# Edge Evolution: 01 F-350



## nickpan (May 6, 2008)

I'm thinking about getting the Edge Evolution for my truck, its a 2001 F 350. Just wondering if anyone else has this chip and if so do you like it? Any info would be great!


----------



## El Matador (Dec 21, 2007)

I used to have a '99 F250, and spent a bit of time on this forum: TheDieselStop There is a lot of experience on that board, and most people agree that DP Tuner makes the best programs for 7.3s. Edge makes some cool products that integrate gauges and tuners and that appeals to some more than strictly the quality of the tunes. I ran a 4-position chip from DP and was very happy with the tunes. I had them set it up for Stock, 40hp (tow), 80hp (econo), and 120hp which I could select from the cab with a switch. I would suggest doing some research on dieselstop and making up your own mind, but for my truck I chose traditional gauges and the sweet tunes from DP.


----------



## deadicatedweim (Dec 18, 2007)

I loved having all the gauges in one and loved the performance and mileage I got out of the different stages especially after doing a little fine tuning from the stock programing on the different levels. Install was easy I did it my self in less than a hour no wire cutting necessary.


----------



## nickpan (May 6, 2008)

> Re: Edge Evolution: 01 F-350
> by deadicatedweim on May 26, '08, 4:59
> 
> I loved having all the gauges in one and loved the performance and mileage I got out of the different stages especially after doing a little fine tuning from the stock programing on the different levels. Install was easy I did it my self in less than a hour no wire cutting necessary.

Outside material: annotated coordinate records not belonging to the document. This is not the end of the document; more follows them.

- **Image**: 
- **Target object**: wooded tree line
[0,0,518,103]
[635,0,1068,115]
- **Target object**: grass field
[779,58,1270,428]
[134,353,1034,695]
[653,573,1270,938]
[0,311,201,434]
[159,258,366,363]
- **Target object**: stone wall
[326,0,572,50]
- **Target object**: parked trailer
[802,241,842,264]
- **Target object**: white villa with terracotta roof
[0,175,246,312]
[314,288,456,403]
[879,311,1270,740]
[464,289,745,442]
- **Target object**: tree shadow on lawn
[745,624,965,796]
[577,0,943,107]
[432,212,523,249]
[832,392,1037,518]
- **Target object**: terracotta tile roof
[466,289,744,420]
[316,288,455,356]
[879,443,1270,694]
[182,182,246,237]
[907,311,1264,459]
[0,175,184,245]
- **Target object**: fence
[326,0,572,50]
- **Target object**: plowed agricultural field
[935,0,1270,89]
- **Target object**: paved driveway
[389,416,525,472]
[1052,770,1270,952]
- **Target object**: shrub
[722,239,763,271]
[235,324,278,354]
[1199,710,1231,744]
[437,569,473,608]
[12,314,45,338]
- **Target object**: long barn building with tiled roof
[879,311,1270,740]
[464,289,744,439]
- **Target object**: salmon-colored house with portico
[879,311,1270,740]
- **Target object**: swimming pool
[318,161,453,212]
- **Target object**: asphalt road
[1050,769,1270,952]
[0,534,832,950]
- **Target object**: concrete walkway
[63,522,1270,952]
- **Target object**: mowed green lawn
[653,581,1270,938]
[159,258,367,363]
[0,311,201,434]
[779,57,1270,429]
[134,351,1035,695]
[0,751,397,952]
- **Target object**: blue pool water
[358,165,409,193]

How many MPG did you gain with the chip?

The reason i'm leaning toward this Edge is because i need the gauges and the traditional dial gauges are around $300 and the Evolution has many more readings and the chip included for only $425, figure i might as well spend a lil more and get the chip with the gauges.


----------



## deadicatedweim (Dec 18, 2007)

2-3mpg depending on how I drove. It helped doing extra fine tuning on the mileage setting.


----------